Knowing it was Snape (was: What has Snape seen)
cubfanbudwoman
susiequsie23 at sbcglobal.net
Thu Dec 2 02:31:35 UTC 2004
No: HPFGUIDX 119023
SSSusan earlier:
>>> I admit that I assumed the teenage boy to be Snape, but I know
some have wondered whether that is true, as well as whether the hook-
nosed man is Snape or perhaps Snape's father, with the cowering boy
being Snape. I would argue that we cannot be certain of any of it
because it's all based upon Harry's perception, and we've been
shown before that the narrator has "allowed" Harry's perception to
be presented as fact previously, only to have it eventually be
shown to be a misperception.
For another example, just think of GoF, when Harry is preparing to
enter the Yule Ball with the other champions & their dates. The
narrator says that Harry saw Viktor Krum with a pretty girl whom he
did not know. But of course he DID know her! It was Hermione;
Harry simply did not recognize her. <<<
Carol responds:
> The difference is that we're looking at Snape's memories, not the
> student body of Hogwarts. He has to be present in all of them.

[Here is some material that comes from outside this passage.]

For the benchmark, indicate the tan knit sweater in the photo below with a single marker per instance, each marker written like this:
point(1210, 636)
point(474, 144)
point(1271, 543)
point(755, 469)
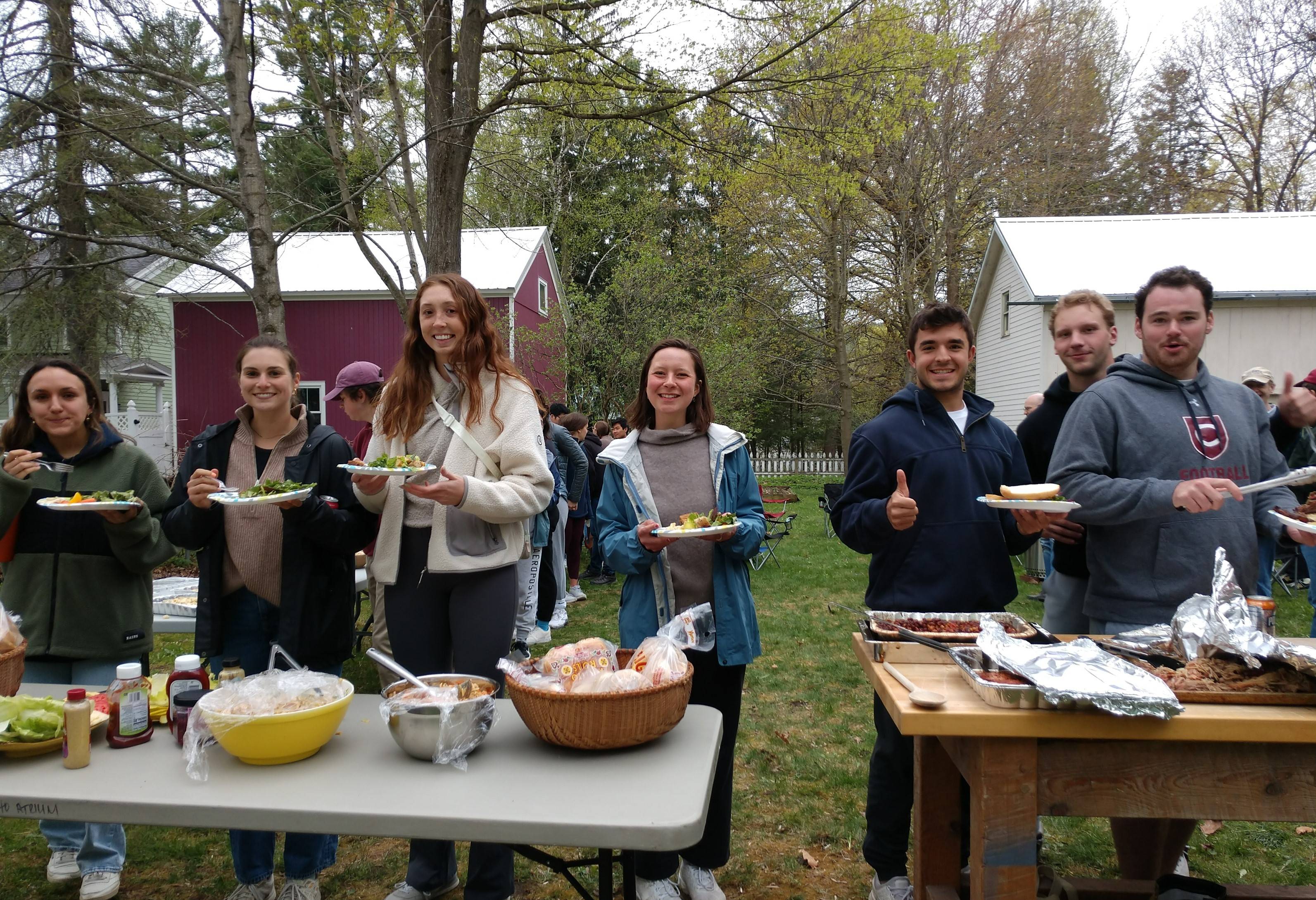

> Ergo, the lonely teenager zapping flies has to be Severus, as does
> the boy on the bucking broom. Harry is therefore most likely right
> in also identifying the small crying boy rather than the hook-
> nosed man as snape. He knows very well what the adult Snape looks
> like and he knows whose memories he's viewing.
SSSusan:
Once again we're at cross purposes. I don't understand why Snape
has to be IN each memory. I have all kinds of memories of people
and places and events, and sometimes the pictures I have in my mind
are of those *other* people and places: my grandfather smoking a
pipe; my mom & dad playing tennis; my brother graduating from med
school. I'm in the audience, as it were, and I don't believe that
if someone accessed my memories they'd see ME; rather, they'd see
those other individuals *as I saw them*, but I'd be nowhere in sight.
Carol:
> Who else would the teenage boy and the broom riding boy be but
> Snape?
SSSusan:
It's likely it is Snape. My point was simply to suggest avoiding
saying we *know* something, when it's only Harry's
perception/recognition that we're trusting in drawing the
conclusion. Did Snape have an older brother we know nothing about
and Snape watched him shooting down flies? Who knows?
Carol:
> If the death of his child and wife (whom the hook-nosed man
> doesn't seem to love much) were the trigger that caused Snape to
> leave the DEs, the little boy could have been no more than two,
> and the hook-nosed man a 21-year-old Snape. There's no indication
> that either the boy or the man is that young.
SSSusan:
This was Kneasy's theory, rather than mine, but I will say this
much. "There's no indication that [they are] that young" doesn't
equate to "They weren't young." This strikes me as such a leap: it
wasn't pointed out, so thus it must not be? That's part of the fun
of the exercises we engage in here -- what did JKR leave out and
what did she put in... and what can be made of that? One
possibility is that it's not the "obvious" conclusion that Harry
drew which is the truth.
If there were corroboration -- Snape calling someone by name or
being called by name in his memory or DD telling Harry that Snape
had a horrendous childhood or a nasty father -- we'd have more to go
on. But as it is, we know *nothing* about Snape's background beyond
what we've been told about his being up to his eyeballs in the DA
when he got to Hogwarts, that he knew more dark spells than most 7th
years [paraphrased]. So in my book there's lots of room to question
and to wonder if JKR's schnookering us here.